ARCH: Animatable Reconstruction of Clothed Humans

CVPR 2020

Zeng Huang^1,2 Yuanlu Xu¹ Cristoph Lassner¹ Hao Li² Tony Tung¹

Facebook Reality Labs¹ University of Southern California²

Abstract

In this paper, we propose ARCH (Animatable Reconstruction of Clothed Humans), a novel end-to-end framework for accurate reconstruction of animation-ready 3D clothed humans from a monocular image. Existing approaches to digitize 3D humans struggle to handle pose variations and recover details. Also, they do not produce models that are animation ready. In contrast, ARCH is a learned pose-aware model that produces detailed 3D rigged full-body human avatars from a single unconstrained RGB image. A Semantic Space and a Semantic Deformation Field are created using a parametric 3D body estimator. They allow the transformation of 2D/3D clothed humans into a canonical space, reducing ambiguities in geometry caused by pose variations and occlusions in training data. Detailed surface geometry and appearance are learned using an implicit function representation with spatial local features. Furthermore, we propose additional per-pixel supervision on the 3D reconstruction using opacity-aware differentiable rendering. Our experiments indicate that ARCH increases the fidelity of the reconstructed humans. We obtain more than 50% lower reconstruction errors for standard metrics compared to state-of-the-art methods on public datasets. We also show numerous qualitative examples of animated, high-quality reconstructed avatars unseen in the literature so far.

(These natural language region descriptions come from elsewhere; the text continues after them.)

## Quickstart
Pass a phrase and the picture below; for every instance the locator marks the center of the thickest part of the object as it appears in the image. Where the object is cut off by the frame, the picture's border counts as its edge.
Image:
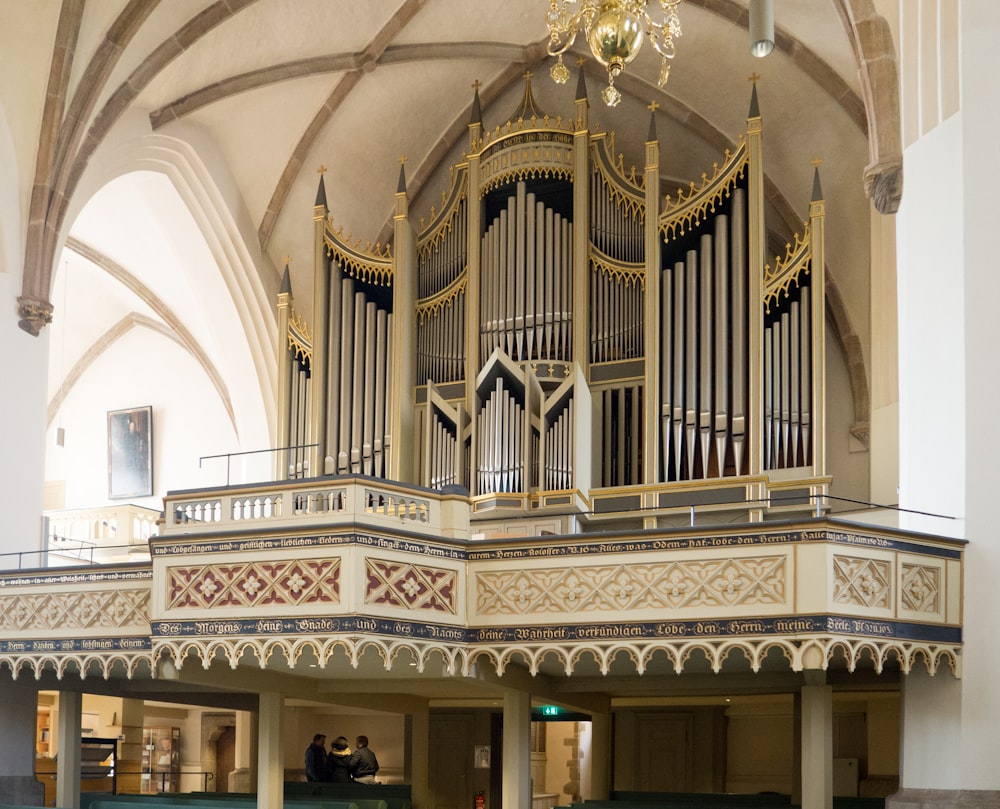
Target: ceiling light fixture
(761, 27)
(615, 30)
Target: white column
(68, 764)
(270, 752)
(23, 366)
(18, 713)
(600, 756)
(949, 330)
(516, 750)
(418, 755)
(817, 744)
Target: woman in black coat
(340, 757)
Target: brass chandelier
(615, 30)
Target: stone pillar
(817, 742)
(18, 714)
(516, 782)
(418, 737)
(270, 752)
(130, 750)
(68, 765)
(600, 756)
(239, 778)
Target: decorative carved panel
(920, 588)
(863, 582)
(703, 583)
(413, 587)
(89, 609)
(260, 584)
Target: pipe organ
(548, 337)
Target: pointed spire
(321, 191)
(401, 185)
(527, 109)
(477, 111)
(817, 188)
(581, 85)
(754, 105)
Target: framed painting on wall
(130, 453)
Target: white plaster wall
(932, 343)
(949, 383)
(980, 750)
(189, 421)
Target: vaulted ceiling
(177, 142)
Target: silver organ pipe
(501, 445)
(678, 363)
(788, 376)
(297, 455)
(740, 360)
(526, 272)
(795, 388)
(346, 364)
(691, 359)
(358, 382)
(722, 363)
(559, 450)
(706, 396)
(381, 354)
(358, 427)
(441, 261)
(703, 344)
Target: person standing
(317, 768)
(363, 763)
(340, 761)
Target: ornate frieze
(92, 610)
(413, 587)
(920, 587)
(668, 585)
(862, 581)
(254, 584)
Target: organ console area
(564, 338)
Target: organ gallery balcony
(307, 568)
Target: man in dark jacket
(340, 760)
(317, 768)
(364, 765)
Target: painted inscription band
(140, 644)
(743, 627)
(469, 552)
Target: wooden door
(225, 758)
(450, 761)
(662, 745)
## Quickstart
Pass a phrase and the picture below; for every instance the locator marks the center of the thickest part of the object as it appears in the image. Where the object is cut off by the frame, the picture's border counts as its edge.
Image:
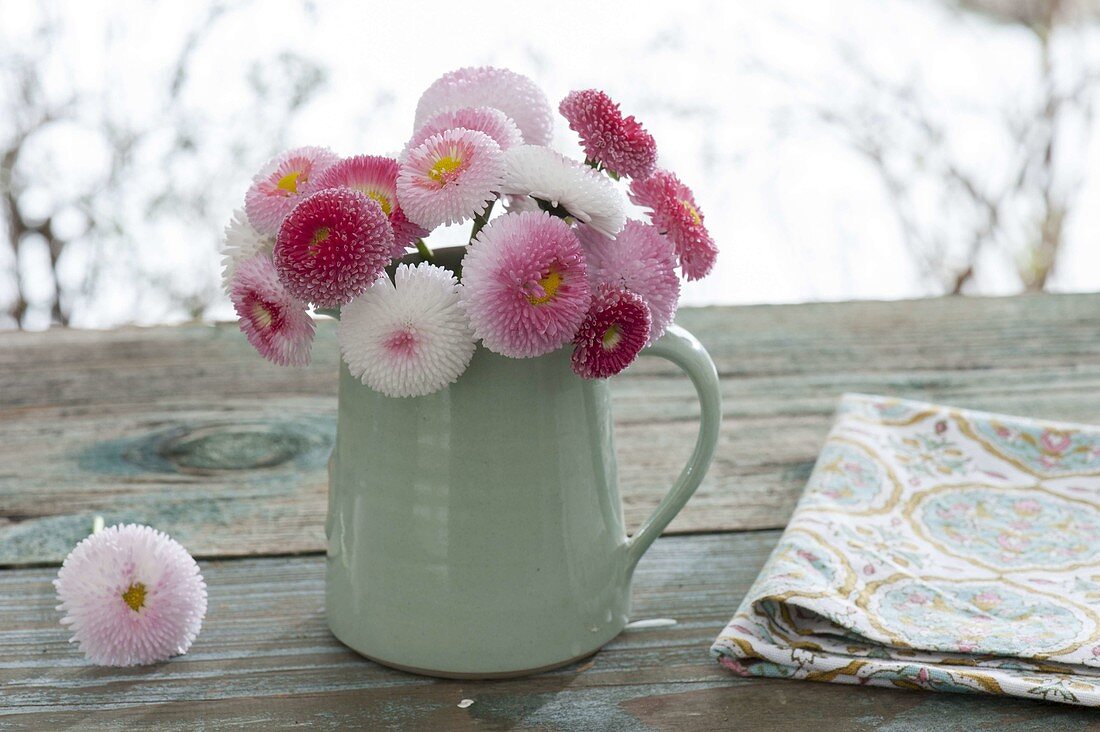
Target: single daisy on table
(619, 144)
(564, 185)
(408, 337)
(332, 246)
(131, 596)
(614, 331)
(513, 94)
(275, 323)
(640, 260)
(282, 183)
(375, 177)
(488, 120)
(672, 208)
(525, 284)
(242, 242)
(450, 177)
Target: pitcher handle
(683, 349)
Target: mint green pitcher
(477, 532)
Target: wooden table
(187, 429)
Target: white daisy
(483, 86)
(410, 338)
(242, 242)
(586, 195)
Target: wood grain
(265, 659)
(186, 428)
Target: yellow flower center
(134, 597)
(549, 283)
(262, 316)
(443, 168)
(612, 337)
(289, 182)
(694, 211)
(319, 237)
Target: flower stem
(425, 251)
(481, 220)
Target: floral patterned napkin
(936, 548)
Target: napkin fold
(935, 548)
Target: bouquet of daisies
(559, 264)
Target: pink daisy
(488, 120)
(622, 144)
(673, 210)
(275, 323)
(332, 246)
(375, 177)
(450, 177)
(640, 260)
(132, 596)
(613, 334)
(282, 183)
(513, 94)
(525, 284)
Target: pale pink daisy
(488, 120)
(640, 260)
(525, 284)
(375, 177)
(619, 143)
(276, 324)
(450, 177)
(674, 211)
(564, 186)
(242, 242)
(332, 246)
(132, 596)
(614, 331)
(513, 94)
(408, 337)
(282, 183)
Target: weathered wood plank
(188, 429)
(265, 659)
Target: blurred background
(855, 149)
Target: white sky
(726, 88)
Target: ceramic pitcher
(477, 532)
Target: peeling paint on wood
(186, 428)
(265, 659)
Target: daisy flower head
(282, 183)
(483, 86)
(408, 337)
(672, 208)
(614, 331)
(450, 177)
(639, 260)
(525, 284)
(619, 143)
(490, 120)
(242, 242)
(332, 246)
(131, 596)
(561, 183)
(375, 177)
(276, 324)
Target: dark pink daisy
(375, 177)
(619, 143)
(332, 246)
(282, 183)
(275, 323)
(614, 331)
(673, 210)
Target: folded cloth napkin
(936, 548)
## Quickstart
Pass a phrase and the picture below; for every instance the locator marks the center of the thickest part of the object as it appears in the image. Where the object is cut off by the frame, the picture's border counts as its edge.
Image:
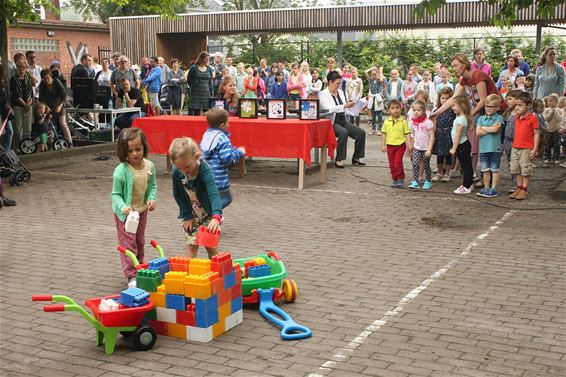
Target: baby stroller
(12, 167)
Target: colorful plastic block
(259, 271)
(148, 280)
(175, 282)
(229, 280)
(198, 286)
(176, 302)
(179, 264)
(177, 330)
(134, 297)
(199, 266)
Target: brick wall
(76, 36)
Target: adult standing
(34, 70)
(333, 99)
(549, 77)
(176, 81)
(21, 91)
(201, 87)
(479, 61)
(54, 95)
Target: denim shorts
(490, 161)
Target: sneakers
(463, 191)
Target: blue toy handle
(290, 330)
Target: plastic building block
(197, 334)
(233, 320)
(148, 280)
(259, 271)
(176, 302)
(236, 305)
(161, 265)
(179, 264)
(199, 266)
(186, 318)
(229, 280)
(177, 330)
(166, 315)
(158, 299)
(134, 297)
(175, 282)
(206, 238)
(198, 286)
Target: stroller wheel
(27, 146)
(60, 144)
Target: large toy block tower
(195, 299)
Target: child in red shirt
(524, 142)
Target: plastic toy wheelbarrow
(283, 288)
(108, 324)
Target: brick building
(54, 39)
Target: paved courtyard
(392, 282)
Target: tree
(507, 9)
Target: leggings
(419, 156)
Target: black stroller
(12, 167)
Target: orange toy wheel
(290, 290)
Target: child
(395, 140)
(375, 99)
(41, 119)
(218, 152)
(461, 146)
(443, 138)
(423, 139)
(524, 142)
(489, 131)
(133, 189)
(553, 117)
(195, 192)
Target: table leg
(301, 174)
(323, 154)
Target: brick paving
(355, 247)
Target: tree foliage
(507, 9)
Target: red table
(288, 138)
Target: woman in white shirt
(333, 100)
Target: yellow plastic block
(198, 286)
(158, 299)
(218, 328)
(174, 282)
(176, 330)
(199, 266)
(224, 311)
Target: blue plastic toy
(290, 330)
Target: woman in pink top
(479, 61)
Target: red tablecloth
(289, 138)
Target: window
(39, 45)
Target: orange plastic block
(176, 330)
(158, 298)
(199, 266)
(218, 328)
(198, 286)
(224, 311)
(175, 282)
(179, 264)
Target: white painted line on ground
(343, 354)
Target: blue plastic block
(161, 265)
(134, 297)
(176, 302)
(259, 271)
(229, 280)
(236, 304)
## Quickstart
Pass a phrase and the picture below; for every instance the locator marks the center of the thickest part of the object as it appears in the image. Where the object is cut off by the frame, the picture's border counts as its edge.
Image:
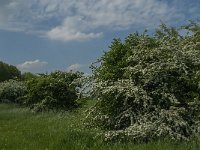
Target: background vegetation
(145, 90)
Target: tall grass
(21, 129)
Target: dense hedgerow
(54, 91)
(149, 86)
(12, 91)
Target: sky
(47, 35)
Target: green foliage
(148, 87)
(54, 91)
(12, 91)
(22, 129)
(8, 72)
(28, 75)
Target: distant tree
(28, 75)
(8, 72)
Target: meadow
(22, 129)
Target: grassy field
(21, 129)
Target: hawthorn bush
(12, 91)
(148, 87)
(54, 91)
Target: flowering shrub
(12, 90)
(54, 91)
(153, 91)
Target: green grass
(21, 129)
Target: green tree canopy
(8, 72)
(148, 87)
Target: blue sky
(48, 35)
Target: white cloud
(79, 20)
(77, 67)
(69, 31)
(32, 66)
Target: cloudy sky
(47, 35)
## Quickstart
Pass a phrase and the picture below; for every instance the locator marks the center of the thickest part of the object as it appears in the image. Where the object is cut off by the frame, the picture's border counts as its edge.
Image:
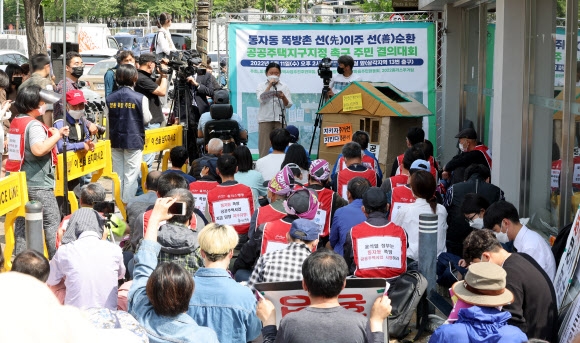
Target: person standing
(128, 114)
(274, 97)
(32, 149)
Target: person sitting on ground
(376, 229)
(324, 277)
(484, 288)
(503, 214)
(534, 308)
(352, 158)
(368, 159)
(161, 292)
(178, 157)
(33, 263)
(214, 148)
(220, 302)
(89, 265)
(270, 164)
(350, 215)
(271, 236)
(330, 201)
(286, 264)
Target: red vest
(431, 164)
(268, 214)
(232, 205)
(345, 175)
(379, 251)
(274, 237)
(199, 190)
(17, 144)
(322, 217)
(401, 195)
(486, 153)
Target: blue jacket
(181, 328)
(344, 219)
(224, 305)
(126, 126)
(479, 325)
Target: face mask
(77, 71)
(76, 114)
(502, 236)
(477, 223)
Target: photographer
(344, 77)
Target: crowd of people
(203, 234)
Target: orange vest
(232, 205)
(379, 251)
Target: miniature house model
(380, 109)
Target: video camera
(324, 69)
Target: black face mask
(17, 81)
(77, 72)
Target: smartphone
(178, 208)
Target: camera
(324, 69)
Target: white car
(11, 57)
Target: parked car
(95, 78)
(11, 56)
(91, 57)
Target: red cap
(75, 97)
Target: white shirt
(408, 219)
(340, 82)
(531, 243)
(271, 106)
(269, 165)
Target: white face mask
(76, 114)
(476, 223)
(502, 236)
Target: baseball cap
(374, 198)
(421, 165)
(302, 203)
(319, 170)
(75, 97)
(305, 230)
(468, 133)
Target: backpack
(405, 295)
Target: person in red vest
(319, 173)
(471, 153)
(278, 190)
(354, 167)
(376, 247)
(32, 149)
(402, 195)
(271, 236)
(231, 203)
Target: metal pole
(428, 224)
(33, 226)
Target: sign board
(287, 297)
(337, 134)
(568, 263)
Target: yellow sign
(337, 135)
(352, 102)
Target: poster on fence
(401, 53)
(287, 297)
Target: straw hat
(484, 285)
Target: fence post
(34, 228)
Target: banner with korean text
(402, 53)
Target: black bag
(405, 295)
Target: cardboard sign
(358, 295)
(337, 135)
(352, 102)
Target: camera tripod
(318, 120)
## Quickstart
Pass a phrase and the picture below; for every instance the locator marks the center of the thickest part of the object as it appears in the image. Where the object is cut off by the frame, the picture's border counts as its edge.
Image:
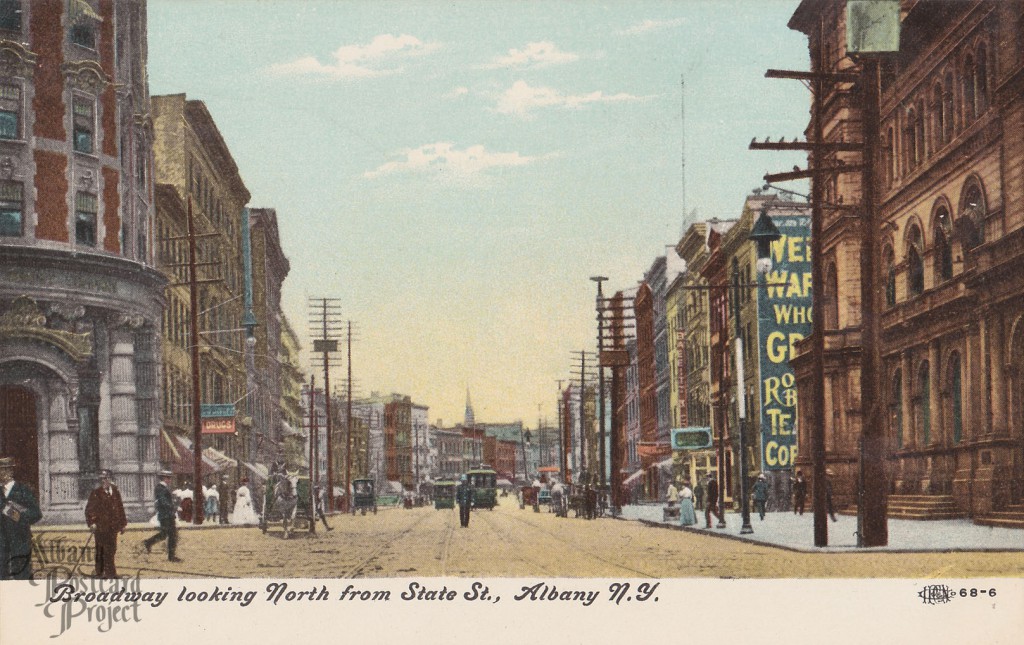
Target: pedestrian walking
(687, 515)
(18, 511)
(464, 496)
(320, 497)
(828, 504)
(244, 514)
(712, 508)
(165, 515)
(761, 495)
(799, 493)
(223, 500)
(211, 504)
(672, 495)
(104, 514)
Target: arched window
(947, 108)
(938, 127)
(981, 83)
(923, 416)
(896, 409)
(914, 262)
(832, 299)
(889, 262)
(919, 132)
(971, 222)
(890, 162)
(955, 398)
(910, 140)
(943, 248)
(970, 108)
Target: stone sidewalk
(786, 530)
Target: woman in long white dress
(244, 513)
(687, 516)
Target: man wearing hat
(761, 495)
(104, 513)
(223, 500)
(828, 504)
(165, 515)
(18, 511)
(712, 508)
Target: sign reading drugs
(692, 438)
(218, 425)
(783, 319)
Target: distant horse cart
(287, 503)
(364, 497)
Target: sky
(454, 172)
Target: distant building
(195, 170)
(269, 267)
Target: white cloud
(532, 55)
(457, 92)
(652, 26)
(521, 98)
(444, 160)
(354, 61)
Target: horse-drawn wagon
(288, 502)
(364, 497)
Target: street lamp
(763, 233)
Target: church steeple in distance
(469, 422)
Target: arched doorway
(1016, 391)
(19, 432)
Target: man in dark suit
(18, 511)
(104, 513)
(165, 515)
(713, 502)
(223, 500)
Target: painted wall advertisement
(783, 319)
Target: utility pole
(584, 443)
(600, 379)
(197, 394)
(612, 353)
(325, 345)
(313, 440)
(872, 528)
(740, 406)
(562, 459)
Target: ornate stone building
(950, 189)
(80, 300)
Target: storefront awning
(257, 469)
(178, 456)
(634, 478)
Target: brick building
(949, 184)
(80, 298)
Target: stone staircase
(1010, 517)
(923, 507)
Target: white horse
(285, 501)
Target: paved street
(513, 543)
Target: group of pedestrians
(689, 499)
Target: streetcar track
(506, 539)
(578, 549)
(357, 569)
(446, 546)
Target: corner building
(80, 300)
(950, 189)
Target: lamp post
(763, 234)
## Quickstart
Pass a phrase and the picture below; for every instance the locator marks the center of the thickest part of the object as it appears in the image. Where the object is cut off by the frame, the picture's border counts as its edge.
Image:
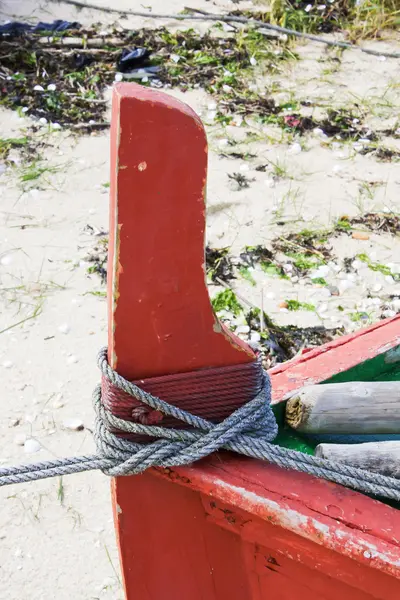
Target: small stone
(360, 235)
(269, 183)
(344, 285)
(31, 446)
(64, 328)
(295, 148)
(20, 439)
(6, 260)
(74, 424)
(325, 291)
(58, 403)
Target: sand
(57, 541)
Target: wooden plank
(354, 408)
(380, 457)
(337, 358)
(171, 546)
(160, 317)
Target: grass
(296, 305)
(7, 144)
(303, 262)
(33, 174)
(273, 270)
(319, 281)
(36, 312)
(359, 317)
(377, 267)
(227, 300)
(246, 274)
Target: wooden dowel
(356, 407)
(379, 457)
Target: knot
(169, 446)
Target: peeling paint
(393, 355)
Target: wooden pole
(358, 407)
(160, 317)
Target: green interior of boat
(383, 367)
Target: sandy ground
(61, 545)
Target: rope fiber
(248, 431)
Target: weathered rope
(248, 431)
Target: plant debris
(219, 265)
(377, 222)
(381, 153)
(241, 180)
(98, 259)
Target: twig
(262, 324)
(95, 125)
(228, 19)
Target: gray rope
(248, 431)
(228, 19)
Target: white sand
(66, 550)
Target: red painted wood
(228, 528)
(160, 317)
(340, 355)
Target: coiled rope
(248, 431)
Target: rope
(248, 431)
(229, 19)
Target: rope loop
(249, 431)
(175, 447)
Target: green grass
(7, 144)
(296, 305)
(303, 262)
(273, 270)
(319, 281)
(378, 267)
(227, 300)
(246, 274)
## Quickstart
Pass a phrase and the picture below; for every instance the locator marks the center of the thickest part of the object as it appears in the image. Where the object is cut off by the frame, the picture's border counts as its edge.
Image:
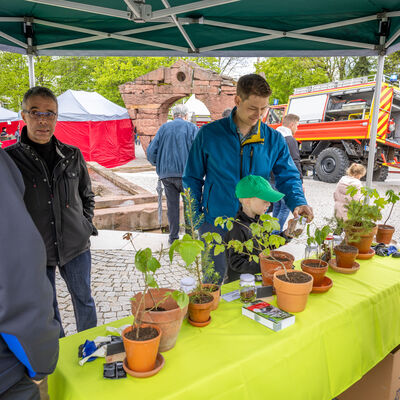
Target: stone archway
(149, 97)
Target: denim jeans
(281, 211)
(220, 265)
(173, 189)
(76, 274)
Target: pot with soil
(167, 315)
(292, 290)
(215, 292)
(141, 347)
(316, 268)
(345, 255)
(362, 239)
(272, 263)
(200, 304)
(385, 234)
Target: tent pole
(374, 123)
(31, 68)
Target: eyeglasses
(49, 115)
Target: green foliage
(318, 237)
(194, 252)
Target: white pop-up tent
(100, 128)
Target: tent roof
(205, 27)
(7, 115)
(78, 105)
(196, 106)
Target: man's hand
(305, 211)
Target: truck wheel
(380, 174)
(331, 164)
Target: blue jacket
(169, 150)
(218, 160)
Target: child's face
(258, 206)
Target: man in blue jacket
(169, 151)
(28, 331)
(236, 146)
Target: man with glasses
(60, 200)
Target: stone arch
(149, 97)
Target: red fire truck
(335, 123)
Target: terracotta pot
(200, 312)
(365, 240)
(292, 297)
(216, 295)
(269, 267)
(384, 234)
(345, 256)
(169, 321)
(141, 355)
(316, 268)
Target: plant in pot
(292, 287)
(142, 339)
(360, 224)
(385, 232)
(194, 255)
(317, 267)
(164, 307)
(262, 247)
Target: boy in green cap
(255, 195)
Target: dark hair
(38, 91)
(252, 84)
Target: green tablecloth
(339, 337)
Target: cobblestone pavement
(114, 281)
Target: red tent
(101, 129)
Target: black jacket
(61, 203)
(239, 263)
(28, 330)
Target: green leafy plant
(318, 237)
(362, 216)
(391, 198)
(194, 252)
(147, 264)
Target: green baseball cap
(257, 186)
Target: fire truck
(335, 124)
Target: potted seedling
(155, 313)
(317, 267)
(360, 225)
(190, 249)
(292, 287)
(385, 232)
(260, 248)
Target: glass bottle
(247, 288)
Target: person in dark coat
(28, 331)
(59, 198)
(255, 195)
(289, 126)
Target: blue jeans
(220, 265)
(76, 274)
(281, 211)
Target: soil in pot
(385, 234)
(141, 354)
(200, 306)
(169, 320)
(345, 255)
(215, 292)
(292, 291)
(272, 263)
(295, 277)
(316, 268)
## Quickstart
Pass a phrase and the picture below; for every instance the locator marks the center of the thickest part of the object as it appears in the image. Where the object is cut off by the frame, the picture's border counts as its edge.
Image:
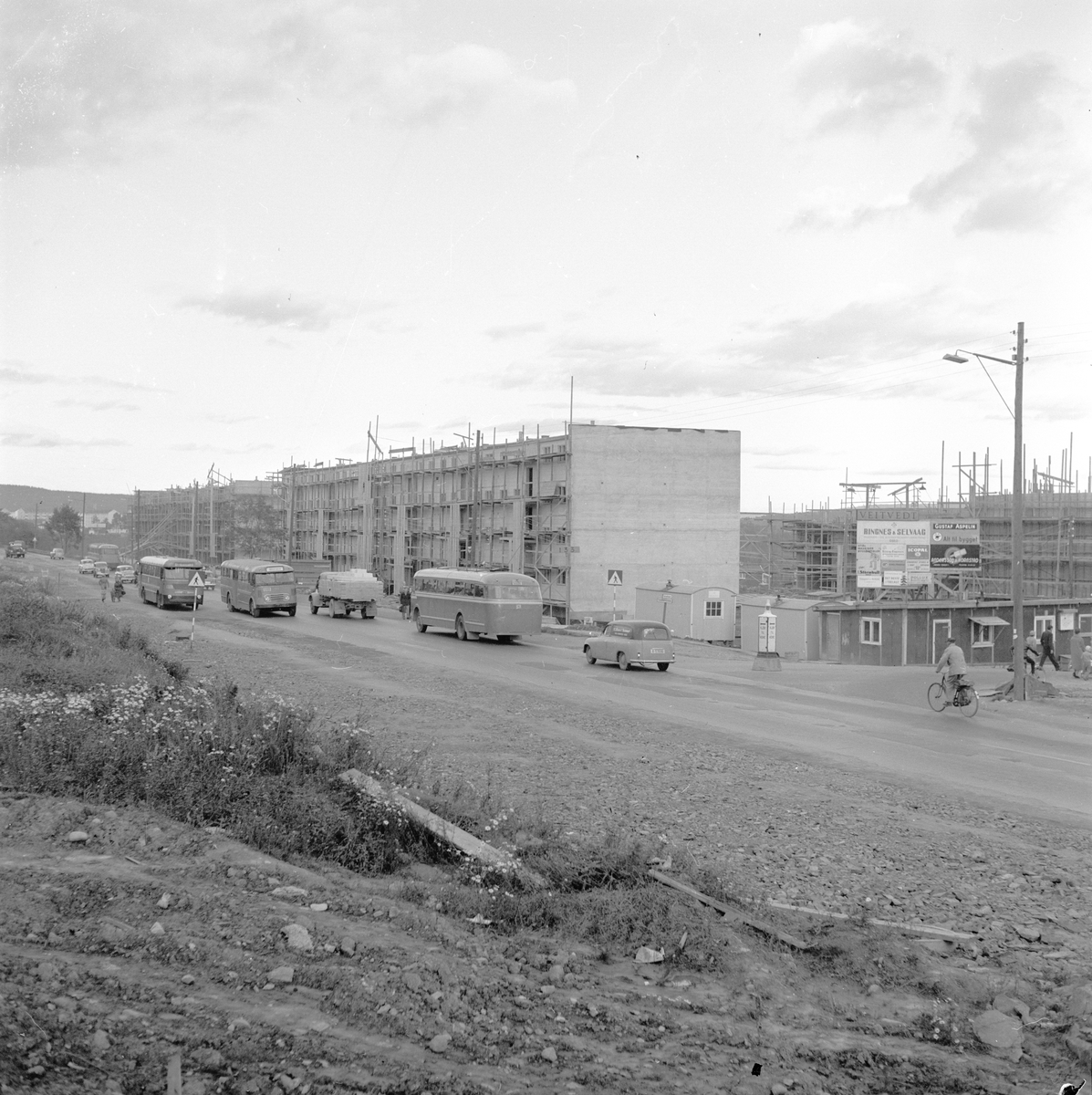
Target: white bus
(165, 580)
(477, 602)
(257, 586)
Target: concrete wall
(654, 503)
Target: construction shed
(797, 627)
(702, 612)
(914, 633)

ARCH overview. The framework contains three components: i) estimation of correspondences between an input image space and the canonical space, ii) implicit surface reconstruction in the canonical space from surface occupancy, normal and color estimation, iii) refinement of normal and color through differentiable rendering.

Contributions

The main contributions are threefold: 1) we introduce the Semantic Space (SemS) and Semantic Deformation Field (SemDF) to handle implicit function representation of clothed humans in arbitrary poses, 2) we propose opacity-aware differentiable rendering to refine our human representation via Granular Render-and-Compare, and 3) we demonstrate how reconstructed avatars can directly be rigged and skinned for animation. In addition, we learn per-pixel normals to obtain high-quality surface details, and surface albedo for relighting applications.

Illustration of the loss computation through differentiable rendering. From left to right: points are sampled according to a Gaussian distribution around our template mesh in the canonical space. They are transformed with the estimated Semantic Deformation Field and processed by the model. The model provides estimations of occupancy, normal and color for each 3D point. We use a differentiable renderer to project those points onto a new camera view and calculate pixel-wise differences to the rendered ground truth.

Interference

For inference, we take as input a single RGB image representing a human in an arbitrary pose, and run the forward model as described in Sec. 3.2 and Fig. 2. The network outputs a densely sampled occupancy field over the canonical space from which we use the Marching Cube algorithm [30] to extract the isosurface at threshold 0.5. The isosurface represents the reconstructed clothed human in the canonical pose. Colors and normals for the whole surface are also inferred by the forward pass and are pixel-aligned to the input image (see Sec. 3.2). The human model can then be transformed to its original pose R by LBS using SemDF and per-point corresponding skinning weights W as defined in Sec. 3.1.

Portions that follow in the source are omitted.